Re: Need help understanding my radiator hydraulics

Reply #50
@Jerry I don't have a dash switch to override the 190 degree fan motor switch either. I do have the Aux Fan switch and I just happen to figure out where that pump is while laying on my back under the coach entertaining myself with the hydraulics system. My solenoid was disconnected and so is the power to the hi/low switch. The power wire is just hanging there. Now that I know yours is hooked up to the Aux switch I probably power if there since I can use the fuse as a switch for the hi/low if I want to test/play with it! I tend to stay away from the cold so don't need the extra heat to the dash all that often. :)

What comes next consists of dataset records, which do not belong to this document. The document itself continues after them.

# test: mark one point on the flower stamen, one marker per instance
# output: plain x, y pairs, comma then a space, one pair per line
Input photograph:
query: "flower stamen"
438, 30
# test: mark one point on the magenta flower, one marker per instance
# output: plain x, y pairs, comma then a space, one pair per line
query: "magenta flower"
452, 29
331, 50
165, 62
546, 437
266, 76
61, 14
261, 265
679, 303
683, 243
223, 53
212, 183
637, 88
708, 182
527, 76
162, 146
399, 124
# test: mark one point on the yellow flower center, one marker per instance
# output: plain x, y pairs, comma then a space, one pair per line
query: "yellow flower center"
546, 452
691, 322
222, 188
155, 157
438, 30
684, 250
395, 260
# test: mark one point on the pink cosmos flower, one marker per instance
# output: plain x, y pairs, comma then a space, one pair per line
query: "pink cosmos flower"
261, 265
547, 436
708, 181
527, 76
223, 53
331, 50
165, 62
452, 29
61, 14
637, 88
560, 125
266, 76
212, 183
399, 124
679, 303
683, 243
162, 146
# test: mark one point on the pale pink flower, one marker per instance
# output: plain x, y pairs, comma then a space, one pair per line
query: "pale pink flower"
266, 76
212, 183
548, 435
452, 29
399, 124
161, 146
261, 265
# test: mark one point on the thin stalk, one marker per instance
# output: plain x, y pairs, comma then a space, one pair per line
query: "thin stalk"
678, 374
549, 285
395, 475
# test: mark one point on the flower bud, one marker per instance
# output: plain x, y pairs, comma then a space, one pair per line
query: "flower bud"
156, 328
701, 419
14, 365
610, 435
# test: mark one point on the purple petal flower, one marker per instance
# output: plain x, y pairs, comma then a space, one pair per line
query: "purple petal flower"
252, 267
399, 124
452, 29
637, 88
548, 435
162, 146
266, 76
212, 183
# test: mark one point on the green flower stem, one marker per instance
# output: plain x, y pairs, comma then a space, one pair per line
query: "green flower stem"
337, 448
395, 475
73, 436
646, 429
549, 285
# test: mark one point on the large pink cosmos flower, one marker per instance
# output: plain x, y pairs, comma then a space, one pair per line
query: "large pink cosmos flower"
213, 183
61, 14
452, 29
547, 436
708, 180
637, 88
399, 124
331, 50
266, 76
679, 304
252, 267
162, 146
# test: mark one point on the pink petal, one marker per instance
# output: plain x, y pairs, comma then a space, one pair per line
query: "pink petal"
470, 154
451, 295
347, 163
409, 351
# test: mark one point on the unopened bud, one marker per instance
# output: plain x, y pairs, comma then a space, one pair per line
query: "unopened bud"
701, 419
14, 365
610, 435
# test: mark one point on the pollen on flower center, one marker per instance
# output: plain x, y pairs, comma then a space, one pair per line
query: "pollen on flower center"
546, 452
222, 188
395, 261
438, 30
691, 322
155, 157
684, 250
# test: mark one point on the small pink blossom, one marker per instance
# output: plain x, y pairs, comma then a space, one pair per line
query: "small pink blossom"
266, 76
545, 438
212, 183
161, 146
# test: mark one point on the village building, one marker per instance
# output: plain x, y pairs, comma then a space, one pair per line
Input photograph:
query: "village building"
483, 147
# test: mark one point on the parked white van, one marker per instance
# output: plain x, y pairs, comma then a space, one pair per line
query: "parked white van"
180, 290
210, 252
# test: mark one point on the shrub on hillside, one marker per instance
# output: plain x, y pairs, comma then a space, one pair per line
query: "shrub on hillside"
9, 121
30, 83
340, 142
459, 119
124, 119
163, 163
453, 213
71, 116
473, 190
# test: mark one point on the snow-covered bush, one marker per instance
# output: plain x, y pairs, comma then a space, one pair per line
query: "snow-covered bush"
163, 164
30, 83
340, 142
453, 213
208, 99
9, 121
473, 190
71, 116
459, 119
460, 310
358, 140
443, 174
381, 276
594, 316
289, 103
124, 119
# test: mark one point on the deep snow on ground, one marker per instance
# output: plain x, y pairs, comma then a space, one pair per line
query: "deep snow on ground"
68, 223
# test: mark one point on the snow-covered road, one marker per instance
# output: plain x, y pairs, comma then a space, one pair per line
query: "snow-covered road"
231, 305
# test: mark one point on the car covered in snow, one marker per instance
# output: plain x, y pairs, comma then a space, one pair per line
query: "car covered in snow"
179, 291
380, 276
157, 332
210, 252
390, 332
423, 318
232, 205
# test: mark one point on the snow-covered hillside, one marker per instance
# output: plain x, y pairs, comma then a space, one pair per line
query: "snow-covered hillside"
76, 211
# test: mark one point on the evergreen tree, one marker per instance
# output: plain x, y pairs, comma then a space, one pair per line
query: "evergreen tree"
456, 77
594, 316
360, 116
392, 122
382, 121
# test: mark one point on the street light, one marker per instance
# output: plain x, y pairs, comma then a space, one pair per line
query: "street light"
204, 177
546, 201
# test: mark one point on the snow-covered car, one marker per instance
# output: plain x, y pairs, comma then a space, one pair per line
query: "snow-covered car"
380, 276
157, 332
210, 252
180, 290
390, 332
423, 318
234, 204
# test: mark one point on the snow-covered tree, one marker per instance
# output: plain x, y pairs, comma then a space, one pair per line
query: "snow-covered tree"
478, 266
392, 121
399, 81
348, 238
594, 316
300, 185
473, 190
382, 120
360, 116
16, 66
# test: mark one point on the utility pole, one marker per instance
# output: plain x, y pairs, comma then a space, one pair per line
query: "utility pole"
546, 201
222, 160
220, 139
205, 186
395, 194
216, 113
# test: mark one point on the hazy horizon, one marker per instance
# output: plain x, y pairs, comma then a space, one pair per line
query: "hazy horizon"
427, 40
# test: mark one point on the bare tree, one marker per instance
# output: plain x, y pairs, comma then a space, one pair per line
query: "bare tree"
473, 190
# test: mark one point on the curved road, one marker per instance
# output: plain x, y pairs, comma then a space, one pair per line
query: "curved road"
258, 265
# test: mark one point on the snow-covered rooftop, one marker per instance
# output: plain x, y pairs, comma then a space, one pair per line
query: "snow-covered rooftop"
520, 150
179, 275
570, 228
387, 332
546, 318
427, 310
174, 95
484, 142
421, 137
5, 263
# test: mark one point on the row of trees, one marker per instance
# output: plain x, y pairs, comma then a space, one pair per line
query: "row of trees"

I've been thinking about what Alan said about heating up the Sun Hydraulics block and pulling out the relief cartridge. This makes a lot of sense. With the SH block being made of aluminum it should expand more readily than the steel cartridge. In theory should allow me to get it off. That's my dream for today anyway. Once I have the cartridge I can just visit some of the friendly hydraulic shops here in town and in exchange for some cash money american walk out with a repaired/new one. Yeah! I had thought about using heat but was worried about ruining the o-rings but duh...  those are replaceable and if I get a new one I bet it comes with o-rings.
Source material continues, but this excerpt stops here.